Closed hsnee closed 4 years ago

hsnee commented 4 years ago

Adding the static-probe statistical figure of merit emulator metric, to easily replicate what was used in the DESC observing strategy whitepaper on new sims. This can be run as a summary metric. It requires a version of ExgalM5 that has ebv and depth cuts so adding that as well. Thanks to @yoachim for help with writing this.

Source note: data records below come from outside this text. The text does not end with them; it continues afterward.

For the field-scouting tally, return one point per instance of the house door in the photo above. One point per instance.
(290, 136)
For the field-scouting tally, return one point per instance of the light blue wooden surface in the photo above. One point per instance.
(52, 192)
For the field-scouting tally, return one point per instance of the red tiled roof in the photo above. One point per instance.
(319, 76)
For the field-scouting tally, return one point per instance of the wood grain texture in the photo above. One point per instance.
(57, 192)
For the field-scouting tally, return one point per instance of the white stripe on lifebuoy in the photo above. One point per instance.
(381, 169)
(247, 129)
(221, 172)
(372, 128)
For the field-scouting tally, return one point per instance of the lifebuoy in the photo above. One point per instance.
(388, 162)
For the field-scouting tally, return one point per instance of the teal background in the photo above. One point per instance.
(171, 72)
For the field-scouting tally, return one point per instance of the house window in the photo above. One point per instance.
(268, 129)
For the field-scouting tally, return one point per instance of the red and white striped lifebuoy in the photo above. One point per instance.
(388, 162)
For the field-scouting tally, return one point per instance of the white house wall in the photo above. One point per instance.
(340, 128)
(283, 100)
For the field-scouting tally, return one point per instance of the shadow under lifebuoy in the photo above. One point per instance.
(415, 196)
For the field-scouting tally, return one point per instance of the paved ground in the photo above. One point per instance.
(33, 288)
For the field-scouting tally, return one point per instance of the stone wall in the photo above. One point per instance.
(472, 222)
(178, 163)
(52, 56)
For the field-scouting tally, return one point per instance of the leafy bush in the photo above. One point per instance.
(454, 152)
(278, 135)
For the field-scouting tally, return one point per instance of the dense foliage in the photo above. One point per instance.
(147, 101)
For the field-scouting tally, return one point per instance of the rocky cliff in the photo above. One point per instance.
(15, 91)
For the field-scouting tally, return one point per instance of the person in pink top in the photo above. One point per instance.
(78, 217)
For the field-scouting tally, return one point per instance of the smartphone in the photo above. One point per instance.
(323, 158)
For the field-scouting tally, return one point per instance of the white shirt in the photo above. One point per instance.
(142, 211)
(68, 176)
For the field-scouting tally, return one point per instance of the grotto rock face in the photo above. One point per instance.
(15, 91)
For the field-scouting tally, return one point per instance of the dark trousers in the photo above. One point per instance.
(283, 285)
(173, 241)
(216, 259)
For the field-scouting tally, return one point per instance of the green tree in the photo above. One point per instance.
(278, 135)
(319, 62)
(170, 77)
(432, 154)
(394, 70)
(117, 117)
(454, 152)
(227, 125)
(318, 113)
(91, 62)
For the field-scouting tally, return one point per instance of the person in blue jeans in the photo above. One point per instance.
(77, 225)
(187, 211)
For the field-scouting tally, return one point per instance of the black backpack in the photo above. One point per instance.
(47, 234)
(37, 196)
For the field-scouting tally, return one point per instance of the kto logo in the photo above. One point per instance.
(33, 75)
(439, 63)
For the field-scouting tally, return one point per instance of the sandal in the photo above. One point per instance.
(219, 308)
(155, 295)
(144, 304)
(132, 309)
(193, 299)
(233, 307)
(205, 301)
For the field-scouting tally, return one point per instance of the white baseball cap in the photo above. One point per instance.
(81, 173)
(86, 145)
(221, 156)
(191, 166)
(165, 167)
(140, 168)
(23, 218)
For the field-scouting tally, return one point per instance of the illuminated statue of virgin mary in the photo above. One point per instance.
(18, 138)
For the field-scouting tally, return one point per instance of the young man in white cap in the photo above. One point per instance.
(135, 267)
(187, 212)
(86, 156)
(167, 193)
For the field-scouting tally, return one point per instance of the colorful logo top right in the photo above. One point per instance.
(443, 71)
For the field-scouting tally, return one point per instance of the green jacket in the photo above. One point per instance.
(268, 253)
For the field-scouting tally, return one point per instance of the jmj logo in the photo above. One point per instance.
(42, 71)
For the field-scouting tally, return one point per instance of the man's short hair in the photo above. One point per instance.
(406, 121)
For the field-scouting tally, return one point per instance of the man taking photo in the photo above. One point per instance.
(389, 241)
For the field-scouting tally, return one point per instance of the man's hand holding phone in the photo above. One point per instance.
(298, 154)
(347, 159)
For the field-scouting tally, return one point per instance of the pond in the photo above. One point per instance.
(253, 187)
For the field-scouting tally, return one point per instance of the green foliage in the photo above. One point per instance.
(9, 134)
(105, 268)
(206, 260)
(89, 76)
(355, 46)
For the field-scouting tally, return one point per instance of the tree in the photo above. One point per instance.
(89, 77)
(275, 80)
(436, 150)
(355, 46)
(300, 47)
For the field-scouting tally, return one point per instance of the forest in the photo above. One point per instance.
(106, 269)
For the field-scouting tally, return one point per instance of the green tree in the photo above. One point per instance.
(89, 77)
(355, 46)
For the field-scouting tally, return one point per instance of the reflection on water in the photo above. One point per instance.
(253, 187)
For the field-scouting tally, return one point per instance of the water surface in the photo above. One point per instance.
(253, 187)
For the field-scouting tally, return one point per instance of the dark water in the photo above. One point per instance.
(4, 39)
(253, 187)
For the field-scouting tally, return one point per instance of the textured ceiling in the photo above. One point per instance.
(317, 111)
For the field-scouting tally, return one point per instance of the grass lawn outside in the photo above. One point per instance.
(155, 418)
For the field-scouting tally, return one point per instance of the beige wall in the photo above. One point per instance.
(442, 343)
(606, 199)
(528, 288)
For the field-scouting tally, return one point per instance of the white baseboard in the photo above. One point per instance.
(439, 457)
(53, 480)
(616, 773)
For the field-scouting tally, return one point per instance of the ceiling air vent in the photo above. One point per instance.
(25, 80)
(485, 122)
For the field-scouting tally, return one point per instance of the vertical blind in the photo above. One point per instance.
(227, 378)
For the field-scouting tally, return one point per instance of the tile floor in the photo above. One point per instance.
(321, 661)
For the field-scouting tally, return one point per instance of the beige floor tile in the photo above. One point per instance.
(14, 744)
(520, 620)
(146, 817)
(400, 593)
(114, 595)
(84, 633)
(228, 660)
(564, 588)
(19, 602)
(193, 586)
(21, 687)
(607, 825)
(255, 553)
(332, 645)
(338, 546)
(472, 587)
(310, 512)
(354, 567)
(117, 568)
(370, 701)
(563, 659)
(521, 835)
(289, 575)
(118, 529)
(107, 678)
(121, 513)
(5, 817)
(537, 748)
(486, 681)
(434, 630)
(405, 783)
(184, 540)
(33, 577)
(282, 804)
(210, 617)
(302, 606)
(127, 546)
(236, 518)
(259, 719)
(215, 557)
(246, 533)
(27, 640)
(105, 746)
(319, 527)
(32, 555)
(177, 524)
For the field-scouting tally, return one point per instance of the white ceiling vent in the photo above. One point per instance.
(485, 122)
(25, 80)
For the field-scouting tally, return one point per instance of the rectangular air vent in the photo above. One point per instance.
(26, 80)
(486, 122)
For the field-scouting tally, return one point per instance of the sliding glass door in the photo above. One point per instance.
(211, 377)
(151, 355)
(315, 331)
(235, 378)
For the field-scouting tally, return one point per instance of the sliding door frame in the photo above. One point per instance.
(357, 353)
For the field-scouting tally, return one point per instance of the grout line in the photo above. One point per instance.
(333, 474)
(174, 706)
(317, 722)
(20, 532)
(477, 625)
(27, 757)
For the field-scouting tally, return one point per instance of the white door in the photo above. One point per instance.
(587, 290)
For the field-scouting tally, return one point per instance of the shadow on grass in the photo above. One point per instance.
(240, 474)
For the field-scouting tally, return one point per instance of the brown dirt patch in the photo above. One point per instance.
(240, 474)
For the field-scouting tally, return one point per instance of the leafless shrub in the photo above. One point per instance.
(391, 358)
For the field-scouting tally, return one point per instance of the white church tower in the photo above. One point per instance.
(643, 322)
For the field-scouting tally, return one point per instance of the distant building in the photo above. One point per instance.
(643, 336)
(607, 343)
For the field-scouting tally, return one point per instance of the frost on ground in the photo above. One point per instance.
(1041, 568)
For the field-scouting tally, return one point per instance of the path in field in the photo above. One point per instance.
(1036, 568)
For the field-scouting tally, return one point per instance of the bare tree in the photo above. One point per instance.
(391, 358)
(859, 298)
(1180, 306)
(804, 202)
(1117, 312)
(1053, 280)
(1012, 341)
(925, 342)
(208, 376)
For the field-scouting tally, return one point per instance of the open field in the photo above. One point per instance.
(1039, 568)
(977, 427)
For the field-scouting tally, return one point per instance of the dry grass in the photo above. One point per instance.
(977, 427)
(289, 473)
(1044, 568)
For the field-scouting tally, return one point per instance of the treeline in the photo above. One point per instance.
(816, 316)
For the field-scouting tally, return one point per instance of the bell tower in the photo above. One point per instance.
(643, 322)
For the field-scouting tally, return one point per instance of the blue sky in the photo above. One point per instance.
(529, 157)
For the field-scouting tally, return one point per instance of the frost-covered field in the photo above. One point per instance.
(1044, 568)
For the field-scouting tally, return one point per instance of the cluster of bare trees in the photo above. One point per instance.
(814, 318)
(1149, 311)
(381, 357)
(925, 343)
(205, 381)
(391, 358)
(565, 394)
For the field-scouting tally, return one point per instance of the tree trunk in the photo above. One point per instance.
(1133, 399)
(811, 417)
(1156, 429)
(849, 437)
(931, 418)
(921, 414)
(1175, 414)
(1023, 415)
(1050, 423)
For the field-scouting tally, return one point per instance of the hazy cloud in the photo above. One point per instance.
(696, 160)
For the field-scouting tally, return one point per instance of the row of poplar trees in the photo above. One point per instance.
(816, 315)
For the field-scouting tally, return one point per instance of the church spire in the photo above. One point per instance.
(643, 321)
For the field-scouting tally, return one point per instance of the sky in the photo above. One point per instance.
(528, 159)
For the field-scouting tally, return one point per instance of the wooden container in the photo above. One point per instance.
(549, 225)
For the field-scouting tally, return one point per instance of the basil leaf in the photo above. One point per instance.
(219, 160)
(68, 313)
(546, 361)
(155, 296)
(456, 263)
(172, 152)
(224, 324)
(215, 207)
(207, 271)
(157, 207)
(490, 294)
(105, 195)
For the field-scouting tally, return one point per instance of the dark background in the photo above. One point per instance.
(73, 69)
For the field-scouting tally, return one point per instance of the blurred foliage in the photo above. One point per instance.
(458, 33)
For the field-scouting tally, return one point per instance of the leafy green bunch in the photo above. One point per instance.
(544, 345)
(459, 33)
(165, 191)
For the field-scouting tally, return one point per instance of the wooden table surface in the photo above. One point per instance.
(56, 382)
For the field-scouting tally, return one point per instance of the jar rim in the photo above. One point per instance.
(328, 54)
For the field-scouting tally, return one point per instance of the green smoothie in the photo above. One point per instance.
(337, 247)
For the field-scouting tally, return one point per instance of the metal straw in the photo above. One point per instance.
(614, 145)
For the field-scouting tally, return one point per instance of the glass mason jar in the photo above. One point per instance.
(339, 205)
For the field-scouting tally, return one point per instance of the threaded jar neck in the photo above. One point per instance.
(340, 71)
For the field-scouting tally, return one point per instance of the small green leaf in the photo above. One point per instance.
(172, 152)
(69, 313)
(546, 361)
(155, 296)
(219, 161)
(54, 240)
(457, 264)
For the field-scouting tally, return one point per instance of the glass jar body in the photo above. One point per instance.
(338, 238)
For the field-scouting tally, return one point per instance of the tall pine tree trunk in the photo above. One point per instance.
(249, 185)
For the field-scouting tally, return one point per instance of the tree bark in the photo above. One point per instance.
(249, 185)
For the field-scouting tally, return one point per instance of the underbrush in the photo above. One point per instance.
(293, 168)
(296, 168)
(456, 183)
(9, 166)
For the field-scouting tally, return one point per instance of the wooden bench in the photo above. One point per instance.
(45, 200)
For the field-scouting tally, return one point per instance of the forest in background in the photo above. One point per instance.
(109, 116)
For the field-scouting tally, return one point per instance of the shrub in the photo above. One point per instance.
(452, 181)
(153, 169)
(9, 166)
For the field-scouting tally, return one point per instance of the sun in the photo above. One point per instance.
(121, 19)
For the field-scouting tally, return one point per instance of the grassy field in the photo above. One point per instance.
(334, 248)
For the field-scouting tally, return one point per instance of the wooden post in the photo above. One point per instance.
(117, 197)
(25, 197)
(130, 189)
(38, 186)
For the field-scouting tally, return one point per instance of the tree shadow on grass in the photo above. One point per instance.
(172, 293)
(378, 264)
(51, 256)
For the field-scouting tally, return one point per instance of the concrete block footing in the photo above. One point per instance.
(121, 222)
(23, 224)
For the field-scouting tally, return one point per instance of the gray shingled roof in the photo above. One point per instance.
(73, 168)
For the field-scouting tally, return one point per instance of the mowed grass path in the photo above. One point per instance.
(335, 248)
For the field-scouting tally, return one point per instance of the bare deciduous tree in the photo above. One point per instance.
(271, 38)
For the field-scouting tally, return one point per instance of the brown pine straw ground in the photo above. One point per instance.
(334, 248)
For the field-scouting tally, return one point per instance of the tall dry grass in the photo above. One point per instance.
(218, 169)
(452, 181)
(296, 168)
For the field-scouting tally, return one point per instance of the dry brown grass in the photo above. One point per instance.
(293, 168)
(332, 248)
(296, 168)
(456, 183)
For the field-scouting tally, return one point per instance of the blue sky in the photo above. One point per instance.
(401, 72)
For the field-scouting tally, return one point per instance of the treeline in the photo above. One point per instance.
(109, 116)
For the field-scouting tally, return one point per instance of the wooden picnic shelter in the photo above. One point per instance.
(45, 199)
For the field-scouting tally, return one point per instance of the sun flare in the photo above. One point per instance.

Example code to run this metric (suppressing imports to declutter)

outDir = 'temp'
resultsDb = db.ResultsDb(outDir=outDir)
dbFile = '/global/cscratch1/sd/awan/dbs_post_wp_v2/add_mag_clouds_v1.3_10yrs.db'
conn = db.OpsimDatabase(dbFile)
sql = 'filter = "i" and note not like "DD%"'
metric = ExgalM5_cut(depth_cut=26)
slicer = slicers.HealpixSlicer(nside=nside, useCache=False)
summary = [FoMEmulatorMetric()]
bundleList = [metricBundles.MetricBundle(metric, slicer, sql, summaryMetrics=summary)]
bd = metricBundles.makeBundlesDictFromList(bundleList)
bg = metricBundles.MetricBundleGroup(bd, conn, outDir=outDir, resultsDb=resultsDb)
bg.runAll()

# result: 
(bg.bundleDict['opsim_ExgalM5_cut_fiveSigmaDepth_i_and_note_not_like_DD%_HEAL']).summaryValues
hsnee commented 4 years ago

Thanks for the comments, I've expanded more on the documentation for both metrics. They're actually quite different, the FoM measures the statistical power of the combined static probes, while the WeakLensingNvisits is proxy for WL systematics. This has been documented in the docstring now. Let me know if this makes sense/seems enough to avoid confusion in the future. I've also changed the name of the FoM metric.

hsnee commented 4 years ago

Due to #194 the sql constraint should no longer specify the filter.